Come se la accuse provate di connivenza, di ricatti, di corruzione e concussione, fra affari e politica, con silenzi stampa, campagna giornalistiche tesi a minimizzare se non a nascondere e coprire , anche in questo caso, non fossero vere,
In questa accompagnate da menzogne, allarmismo, falsità intorno alla vicenda e sopratutto ingannando tutti circa la possibilità di una convivenza fra questi impianti, questo sistema produttivo, questo modello di produzione e l'ambiente e la salute , magari accompagnato da qualche decina di milioni di euro , destinati non al risanamento di ciò che produce inquinamento , non sulle cause, ma solo sugli effetti apparenti e marginali. E non è nemmeno vero questo! Intanto diciamo che i 336 milioni sono bruscolini se paragonati ai 5 miliardi destinate per il risanamento  e parziale di Porto Marghera! E questo già la si dice tutta!

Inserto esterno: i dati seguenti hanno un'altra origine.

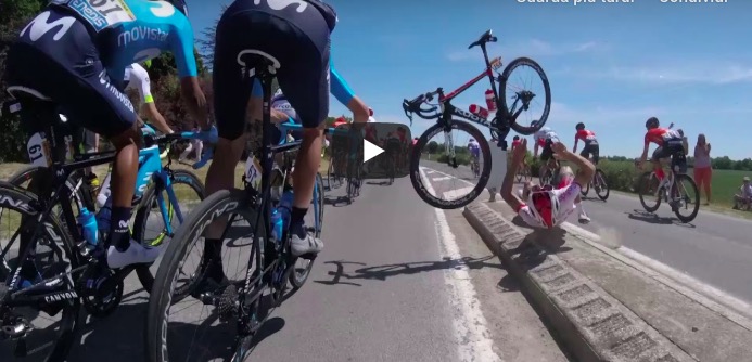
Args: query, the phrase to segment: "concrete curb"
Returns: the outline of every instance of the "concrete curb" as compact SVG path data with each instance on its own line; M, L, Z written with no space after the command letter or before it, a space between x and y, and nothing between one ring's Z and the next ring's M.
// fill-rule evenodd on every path
M696 361L487 205L463 215L578 361Z

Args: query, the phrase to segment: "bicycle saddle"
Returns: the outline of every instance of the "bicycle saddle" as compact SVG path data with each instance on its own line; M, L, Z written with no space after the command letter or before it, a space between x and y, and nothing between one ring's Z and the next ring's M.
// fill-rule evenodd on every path
M473 47L485 44L487 42L496 42L498 38L492 35L492 29L486 30L486 33L483 33L481 38L479 38L476 41L473 41L473 43L468 47L468 49L472 49Z

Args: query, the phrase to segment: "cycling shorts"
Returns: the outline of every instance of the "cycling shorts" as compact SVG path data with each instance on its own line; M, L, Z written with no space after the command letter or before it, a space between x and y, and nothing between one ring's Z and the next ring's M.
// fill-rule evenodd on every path
M598 145L598 142L585 142L585 147L583 147L579 155L585 158L590 158L590 155L592 155L592 163L598 165L598 160L600 159L600 146Z
M214 109L219 137L234 140L243 134L253 79L242 76L238 55L251 49L280 62L277 80L284 96L304 128L318 127L329 114L329 25L315 7L276 10L266 1L233 2L217 24L214 52Z
M54 7L31 22L8 52L8 85L41 92L60 105L71 122L104 137L133 127L133 105L111 83L86 25ZM62 26L40 30L44 22L71 26L67 30ZM30 119L22 122L28 132L48 126Z
M553 156L553 148L551 146L553 145L553 141L551 139L546 140L546 145L544 145L543 151L540 151L540 160L547 161L551 159Z

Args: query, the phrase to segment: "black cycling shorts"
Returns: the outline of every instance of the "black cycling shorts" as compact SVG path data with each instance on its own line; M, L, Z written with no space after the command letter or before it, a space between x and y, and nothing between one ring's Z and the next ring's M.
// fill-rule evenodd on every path
M47 33L35 30L44 26L46 14L49 14L47 24L65 24L74 17L65 10L50 7L31 21L37 24L28 26L8 52L8 85L41 92L60 105L71 122L104 137L133 127L137 118L133 105L110 82L86 25L75 20L67 30L64 26L49 27ZM60 39L54 39L58 36ZM28 132L48 126L23 118L22 115L23 127Z
M598 160L600 159L600 146L598 145L598 142L586 142L585 147L583 147L579 155L588 159L590 158L590 155L592 155L592 163L598 165Z
M243 50L260 50L280 62L277 80L304 128L318 127L329 115L329 25L315 7L298 13L299 8L275 10L267 1L238 0L222 14L213 69L219 137L234 140L245 128L253 79L242 76L238 55Z
M551 148L552 145L553 141L550 139L546 140L546 145L544 146L543 151L540 151L540 160L547 161L551 159L553 156L553 148Z

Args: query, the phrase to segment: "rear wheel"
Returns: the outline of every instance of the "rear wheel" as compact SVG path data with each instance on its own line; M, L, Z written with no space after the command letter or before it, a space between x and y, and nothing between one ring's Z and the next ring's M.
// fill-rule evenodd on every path
M412 182L412 188L418 193L418 196L420 196L420 198L422 198L426 204L441 209L457 209L467 206L477 198L488 183L488 177L490 176L490 147L488 146L488 141L486 141L483 133L481 133L477 128L473 127L469 122L462 120L451 120L449 131L446 131L445 128L445 125L436 124L429 128L420 137L420 139L418 139L418 143L416 143L416 145L412 147L412 154L410 155L410 181ZM456 137L456 134L451 134L451 131L461 131L468 134L469 138L477 140L477 144L481 147L483 166L481 166L482 171L479 178L476 180L472 180L477 181L475 185L472 185L472 182L469 182L467 179L463 180L462 177L446 176L446 172L459 171L460 167L466 167L466 170L470 171L467 166L462 166L458 161L458 153L455 154L455 159L449 159L446 150L444 151L444 154L429 154L429 151L431 151L428 147L429 141L438 133L444 134L443 142L445 142L447 145L445 148L449 147L448 141L454 143L455 150L461 148L460 143L457 141L458 137ZM422 157L424 151L428 155L428 158L425 159ZM424 166L421 166L421 161L424 161ZM432 185L426 173L442 176L434 179L434 181L442 179L442 184ZM454 186L443 190L444 184L448 183L447 181L459 181L459 189L456 184L453 184ZM456 197L447 197L448 195Z
M532 86L533 81L524 81L523 85L514 86L510 85L511 79L518 79L519 76L512 77L512 72L518 68L530 67L540 79L543 90L537 90L534 92L530 89L523 89L522 87ZM548 77L544 72L543 67L530 57L518 57L511 61L507 67L501 73L501 81L499 85L499 98L501 99L501 105L504 106L506 114L509 117L513 117L520 111L531 111L531 108L537 108L540 106L543 109L540 114L525 115L525 119L514 118L510 122L510 127L518 133L530 135L537 132L546 121L548 120L548 114L551 111L551 87L548 83ZM507 89L509 87L509 89ZM538 96L544 95L544 100L540 101ZM520 113L519 116L522 116ZM523 126L530 125L530 126Z

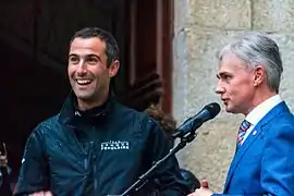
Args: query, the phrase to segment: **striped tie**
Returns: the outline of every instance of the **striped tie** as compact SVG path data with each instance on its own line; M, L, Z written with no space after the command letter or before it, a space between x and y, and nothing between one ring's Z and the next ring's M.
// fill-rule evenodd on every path
M241 147L244 135L246 134L246 131L250 127L250 125L252 124L246 120L241 123L237 133L237 148Z

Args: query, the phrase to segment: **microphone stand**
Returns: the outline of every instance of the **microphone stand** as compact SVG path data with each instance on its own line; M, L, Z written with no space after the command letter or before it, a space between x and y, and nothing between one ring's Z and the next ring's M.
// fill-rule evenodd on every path
M171 156L175 155L179 150L184 148L187 143L191 143L193 139L195 139L196 136L196 132L191 132L189 134L182 136L181 142L175 147L173 147L168 155L155 162L146 173L140 175L138 180L120 196L130 196L131 193L138 192L148 182L148 177L157 170L157 168L159 168Z

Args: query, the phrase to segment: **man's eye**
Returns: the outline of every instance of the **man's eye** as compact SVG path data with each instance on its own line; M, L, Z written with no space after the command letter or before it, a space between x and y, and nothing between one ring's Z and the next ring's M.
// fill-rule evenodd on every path
M231 75L223 75L223 76L222 76L222 79L224 79L224 81L229 81L229 79L231 79L231 78L232 78Z
M71 62L72 64L76 64L76 63L78 63L78 58L76 58L76 57L71 57L71 58L70 58L70 62Z
M96 58L87 58L87 63L89 64L96 64L98 60Z

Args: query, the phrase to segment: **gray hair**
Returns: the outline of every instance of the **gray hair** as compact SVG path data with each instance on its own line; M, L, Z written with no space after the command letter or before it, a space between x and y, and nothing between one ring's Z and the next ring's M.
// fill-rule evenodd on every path
M229 53L237 56L248 68L262 65L269 88L279 91L283 65L274 40L260 33L249 34L234 44L226 45L217 53L217 58L221 61Z

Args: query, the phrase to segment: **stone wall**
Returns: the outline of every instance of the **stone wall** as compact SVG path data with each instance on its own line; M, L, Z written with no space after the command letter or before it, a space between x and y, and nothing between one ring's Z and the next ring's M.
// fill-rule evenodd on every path
M278 42L284 62L281 96L294 111L293 0L174 0L173 114L179 124L209 102L221 103L215 94L216 51L252 30ZM177 156L216 192L222 191L242 118L222 110Z

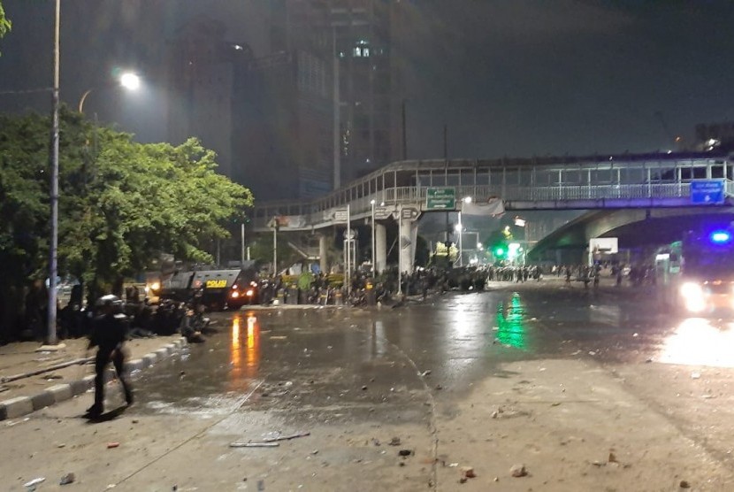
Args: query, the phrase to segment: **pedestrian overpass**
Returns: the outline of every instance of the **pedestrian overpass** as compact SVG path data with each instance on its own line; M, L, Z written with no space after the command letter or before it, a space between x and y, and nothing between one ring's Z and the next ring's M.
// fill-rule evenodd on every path
M701 184L715 185L715 190L709 194ZM448 190L455 200L432 204L437 189ZM348 205L350 220L375 219L380 267L379 228L386 219L397 220L401 210L401 236L415 245L422 213L460 211L466 196L474 204L501 199L508 211L727 206L734 196L734 160L692 152L400 161L323 197L256 204L252 225L255 232L271 231L275 219L281 231L316 232L345 225ZM406 254L412 264L415 251Z

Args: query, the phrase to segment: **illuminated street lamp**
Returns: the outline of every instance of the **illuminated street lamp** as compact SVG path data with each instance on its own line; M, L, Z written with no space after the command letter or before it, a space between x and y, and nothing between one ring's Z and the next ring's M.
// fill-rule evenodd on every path
M126 72L119 76L119 85L127 90L137 90L141 86L141 79L135 73ZM81 95L81 98L79 100L79 112L84 112L84 102L87 100L87 96L89 96L95 88L89 88Z
M462 202L466 204L471 203L471 196L464 196L462 198ZM462 225L462 211L459 211L459 223L456 224L455 227L457 233L459 233L459 266L463 266L463 248L462 247L462 231L463 230L463 226Z
M454 227L454 229L459 234L459 266L463 266L463 248L462 248L462 229L463 226L462 226L462 212L459 212L459 223Z
M372 250L372 278L375 278L377 270L375 269L375 200L370 200L370 204L372 206L372 239L371 249Z

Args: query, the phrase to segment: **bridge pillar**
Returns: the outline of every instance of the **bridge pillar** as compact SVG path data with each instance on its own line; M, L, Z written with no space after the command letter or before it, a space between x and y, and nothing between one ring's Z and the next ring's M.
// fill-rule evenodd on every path
M384 272L387 266L387 229L384 225L375 224L375 270Z
M418 236L418 223L412 219L401 219L399 224L400 263L403 273L413 273L416 258L416 240Z
M321 272L323 272L324 273L329 273L329 265L326 262L327 245L328 242L326 234L318 234L318 267L321 268Z

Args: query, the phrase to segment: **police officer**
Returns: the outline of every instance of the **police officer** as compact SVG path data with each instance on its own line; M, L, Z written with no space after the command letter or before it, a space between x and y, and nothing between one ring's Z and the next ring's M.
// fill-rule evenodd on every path
M127 317L122 313L122 301L117 296L103 296L96 302L101 314L95 318L89 346L97 347L95 359L95 404L87 410L91 418L99 417L104 410L104 372L111 362L125 391L125 400L133 403L133 389L124 373L125 355L122 345L127 337Z

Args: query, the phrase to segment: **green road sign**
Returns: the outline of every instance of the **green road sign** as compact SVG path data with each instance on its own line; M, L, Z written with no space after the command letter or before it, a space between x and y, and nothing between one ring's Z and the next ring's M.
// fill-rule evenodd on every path
M425 210L454 210L455 208L455 188L429 188L425 190Z

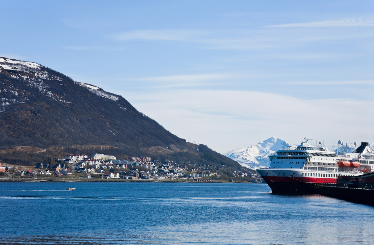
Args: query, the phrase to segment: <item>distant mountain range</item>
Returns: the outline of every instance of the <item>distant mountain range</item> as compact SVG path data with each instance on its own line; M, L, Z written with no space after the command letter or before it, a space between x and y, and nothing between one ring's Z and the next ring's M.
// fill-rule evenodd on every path
M374 142L369 143L370 148L374 151ZM358 144L358 147L361 145ZM225 155L234 160L242 166L254 169L257 168L269 167L270 165L269 156L280 149L296 148L297 146L280 139L271 137L254 146L233 150ZM329 149L332 151L332 149ZM337 151L337 150L335 151Z
M268 156L281 148L290 147L294 149L297 146L275 137L271 137L254 146L230 151L225 154L242 166L252 169L268 167L270 165Z
M105 148L107 155L241 167L177 137L122 96L35 63L0 57L0 151L29 146L53 156Z

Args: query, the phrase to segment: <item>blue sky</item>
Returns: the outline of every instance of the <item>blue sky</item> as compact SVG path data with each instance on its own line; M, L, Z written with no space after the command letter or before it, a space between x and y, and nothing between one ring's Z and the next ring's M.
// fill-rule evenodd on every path
M120 94L221 153L374 141L373 1L0 3L0 56Z

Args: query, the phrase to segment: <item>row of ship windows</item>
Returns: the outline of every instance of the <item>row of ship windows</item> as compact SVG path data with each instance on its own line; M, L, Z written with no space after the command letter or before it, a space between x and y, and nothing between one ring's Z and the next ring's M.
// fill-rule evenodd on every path
M313 153L311 152L310 154L311 156L327 156L328 157L336 157L337 155L333 154L322 154L321 153Z
M275 164L278 164L279 162L276 162ZM282 164L282 163L283 163L283 162L280 162L280 163ZM289 164L293 164L293 163L294 163L293 162L289 162ZM303 164L304 163L304 162L302 162L302 163ZM300 164L300 162L295 162L295 164Z
M315 174L314 173L310 173L310 176L309 175L309 173L301 173L301 176L308 176L312 177L330 177L330 174ZM307 175L307 174L308 174L308 175ZM313 174L313 175L312 175L312 174ZM318 174L318 176L317 175L317 174ZM321 174L321 176L319 176L320 174ZM322 174L323 175L323 176L322 176ZM325 176L325 174L326 174L326 176ZM335 177L335 174L331 174L331 177Z
M360 163L363 164L374 164L374 161L368 161L367 160L360 160Z
M316 159L316 158L313 158L313 159L314 160L315 160ZM319 160L319 158L317 158L317 160ZM323 159L322 159L322 158L321 158L321 160L325 160L325 158L324 158ZM326 158L326 161L330 161L330 158L329 158L328 159L327 158ZM332 159L332 161L334 161L334 158Z

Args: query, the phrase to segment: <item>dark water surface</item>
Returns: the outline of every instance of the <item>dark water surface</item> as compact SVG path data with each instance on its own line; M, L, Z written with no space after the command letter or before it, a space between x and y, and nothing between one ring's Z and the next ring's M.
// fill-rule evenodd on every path
M0 244L374 244L373 207L267 191L266 184L0 183Z

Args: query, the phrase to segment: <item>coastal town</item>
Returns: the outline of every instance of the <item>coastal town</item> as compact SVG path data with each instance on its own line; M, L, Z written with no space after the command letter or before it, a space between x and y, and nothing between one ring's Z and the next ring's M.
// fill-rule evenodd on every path
M90 156L85 154L69 154L55 157L49 161L39 162L28 169L10 165L3 166L0 164L0 173L7 173L8 178L13 179L180 179L209 182L224 175L233 179L241 177L248 182L261 183L263 181L257 174L246 168L238 168L225 175L221 172L222 167L201 163L176 163L169 161L160 162L145 156L117 159L115 156L102 153L95 153Z

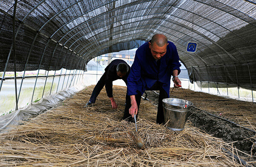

I famosi 336 milioni di cui 329 pubblici e 7 li dovrebbe mettere Riva sono prelevati da:

  • 110 milioni che provengono dal Fondo Sviluppo e Coesione della Regione Puglia,
  • 20 milioni del Ministero dell’Ambiente, stanziati per il “federalismo amministrativo”
  • 90 milioni che provengono dal Programma di Ricerca e Competitività.
  • 50 milioni di euro per la bonifica del quartiere Tamburi stanziati nel 2006 e mai spesi perché mai arrivati
  • 25 milioni già destinati per quella del Mar Piccolo. Come sopra
Come si vede soldi finti. Giroconto . Come il gioco delle tre carte . In questo Tremonti ha fatto scuola , ma i suoi epigoni han superato il maestro.

Ma la cosa che colpisce è che questi  sono tutti soldi destinati alla bonifica degli effetti sul territorio. Ma se non si interviene sulla causa( gli impianti del ciclo a caldo)  questi soldi sono soldi buttati al vento. E' come dare una tachipirina a chi ha la febbre. Si abbassa la temperatura ( ammesso che si riesca con qualche goccia di tachipirina come sono questi 336 milioni) , ma l'infezione rimane. E tutta! E' solo una presa per i fondelli. Come si è sempre fatto a Taranto. Ne vogliamo aggiungerne un'altra di presa per il c........al già riempito album delle figurine?